Desde que assumiu a presidência dos Estados Unidos em 2017, Donald Trump tem se mostrado consistente em sua abordagem ao agronegócio. Sua política econômica resultou em um déficit comercial no setor, além de uma inflação significativa, fazendo com que os agricultores se tornassem cada vez mais dependentes de subsídios governamentais sem precedentes.

A situação foi agravada pela recente guerra no Irã, que impôs desafios adicionais ao setor agrícola norte-americano. Os agricultores do Hemisfério Norte precisam realizar o plantio em breve, exatamente quando os preços dos insumos estão nas alturas devido ao fechamento do Estreito de Ormuz.

“Trump já havia promovido um aumento considerável nos preços dos fertilizantes no ano passado com suas tarifas”, comenta Sérgio Vale, economista-chefe da MB Associados. “Agora, com o conflito no Irã, os produtores que precisam plantar em abril e maio são os mais afetados, especialmente os americanos.”

Embora os brasileiros também estejam enfrentando o impacto do aumento dos custos por conta da guerra, essa situação pode favorecer a presença dos produtores nacionais no mercado global, tradicionalmente dominado pelos EUA.

Essa mudança na dinâmica comercial começou há quase dez anos, mas se intensificou recentemente. Aumentos na tensão geopolítica durante o primeiro mandato de Trump forçaram a China — a maior compradora mundial de commodities — a buscar alternativas às importações americanas. O Brasil rapidamente preencheu esse espaço devido à sua capacidade de produção.

Além disso, o aumento dos custos nos Estados Unidos fez com que produtos brasileiros conquistassem novos mercados, incluindo o Oriente Médio e a Ásia, onde as exportações cresceram 20,4% e 24,5%, respectivamente, no último ano.

O Brasil também expandiu suas vendas de carne e milho para o Sudeste Asiático, onde uma classe média crescente procura diversificar seus fornecedores. As exportações para os EUA também aumentaram. Atualmente, os Estados Unidos possuem o menor rebanho bovino desde 1951 — quando sua população era metade da atual. Em 2025, pela primeira vez desde que as estatísticas começaram a ser registradas pelo Departamento de Agricultura dos EUA (USDA) na década de 1960, o Brasil deve ultrapassar os EUA como maior produtor global de carne bovina.

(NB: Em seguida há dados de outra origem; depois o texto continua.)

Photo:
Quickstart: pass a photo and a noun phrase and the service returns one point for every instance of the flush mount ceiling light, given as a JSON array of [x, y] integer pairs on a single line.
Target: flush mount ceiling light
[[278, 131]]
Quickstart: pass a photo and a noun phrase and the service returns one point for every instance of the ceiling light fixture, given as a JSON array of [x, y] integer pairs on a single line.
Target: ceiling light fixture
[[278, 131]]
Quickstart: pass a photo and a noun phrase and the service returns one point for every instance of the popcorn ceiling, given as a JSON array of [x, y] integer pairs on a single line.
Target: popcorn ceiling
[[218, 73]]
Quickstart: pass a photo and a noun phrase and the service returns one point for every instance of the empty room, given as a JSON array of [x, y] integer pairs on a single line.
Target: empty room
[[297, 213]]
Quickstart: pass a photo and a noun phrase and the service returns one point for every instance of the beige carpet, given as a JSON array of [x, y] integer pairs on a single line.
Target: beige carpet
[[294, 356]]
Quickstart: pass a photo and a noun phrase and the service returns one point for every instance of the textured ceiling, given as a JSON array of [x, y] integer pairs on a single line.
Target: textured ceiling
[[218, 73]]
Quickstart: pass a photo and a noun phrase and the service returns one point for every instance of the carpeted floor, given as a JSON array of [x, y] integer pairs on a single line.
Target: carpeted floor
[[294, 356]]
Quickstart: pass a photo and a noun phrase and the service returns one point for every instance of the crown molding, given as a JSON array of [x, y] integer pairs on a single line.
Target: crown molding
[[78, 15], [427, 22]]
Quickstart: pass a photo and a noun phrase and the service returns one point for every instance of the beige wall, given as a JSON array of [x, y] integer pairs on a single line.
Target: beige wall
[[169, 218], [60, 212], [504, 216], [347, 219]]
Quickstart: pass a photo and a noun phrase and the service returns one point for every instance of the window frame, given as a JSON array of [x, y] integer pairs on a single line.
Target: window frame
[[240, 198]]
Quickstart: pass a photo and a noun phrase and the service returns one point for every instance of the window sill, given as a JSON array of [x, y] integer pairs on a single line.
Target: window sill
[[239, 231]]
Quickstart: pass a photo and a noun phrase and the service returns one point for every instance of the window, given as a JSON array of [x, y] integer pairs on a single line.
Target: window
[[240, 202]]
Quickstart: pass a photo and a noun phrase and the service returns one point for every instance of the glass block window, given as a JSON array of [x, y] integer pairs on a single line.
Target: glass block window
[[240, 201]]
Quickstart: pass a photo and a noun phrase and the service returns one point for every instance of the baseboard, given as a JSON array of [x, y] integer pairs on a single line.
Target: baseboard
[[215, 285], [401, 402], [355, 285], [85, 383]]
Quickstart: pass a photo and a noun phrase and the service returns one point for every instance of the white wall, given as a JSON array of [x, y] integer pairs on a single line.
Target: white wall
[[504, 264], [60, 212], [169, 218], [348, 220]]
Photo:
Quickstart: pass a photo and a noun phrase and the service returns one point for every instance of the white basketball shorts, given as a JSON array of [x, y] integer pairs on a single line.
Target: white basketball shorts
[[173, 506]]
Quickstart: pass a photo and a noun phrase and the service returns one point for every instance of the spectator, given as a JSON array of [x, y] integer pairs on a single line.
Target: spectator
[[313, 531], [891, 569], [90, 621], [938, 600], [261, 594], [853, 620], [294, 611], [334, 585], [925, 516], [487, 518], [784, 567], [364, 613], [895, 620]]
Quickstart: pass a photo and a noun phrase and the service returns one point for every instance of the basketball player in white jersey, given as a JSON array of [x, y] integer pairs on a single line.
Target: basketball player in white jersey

Como resultado dessa transformação no setor agrícola, em 2025 o Brasil alcançou um nível histórico ao se aproximar do status de maior exportador agrícola do mundo. No ano passado, as exportações do agronegócio brasileiro totalizaram US$ 169,2 bilhões, segundo dados do Ministério da Agricultura e Pecuária (Mapa). Em contrapartida, os EUA registraram vendas externas de US$ 171,3 bilhões — uma queda de 2,8% em relação a 2024 — conforme informações do USDA. A diferença entre as duas nações é apenas de US$ 2,1 bilhões, valor equivalente a menos de uma semana das exportações brasileiras.

“Trump basicamente deu um tiro no próprio pé”, declara Roberto Dumas, professor do Insper e especialista em economia chinesa. “Impor tarifas acreditando que isso traria produção para os EUA é contraditório e resulta na perda de competitividade do país.”

Diversos relatórios financeiros indicam que o Brasil foi o país que mais se beneficiou das mudanças ocorridas no agronegócio norte-americano nos últimos anos; Argentina, Rússia, Austrália, Vietnã e Índia vêm logo atrás nessa lista.

Atualmente, o Brasil responde por impressionantes 70% das importações chinesas de soja e cerca de 50% das importações de milho. Em contrapartida, os EUA mantêm participação mínima ou sazonal nesses mercados. “Os EUA têm contribuído muito para nosso crescimento na última década”, conclui Vale.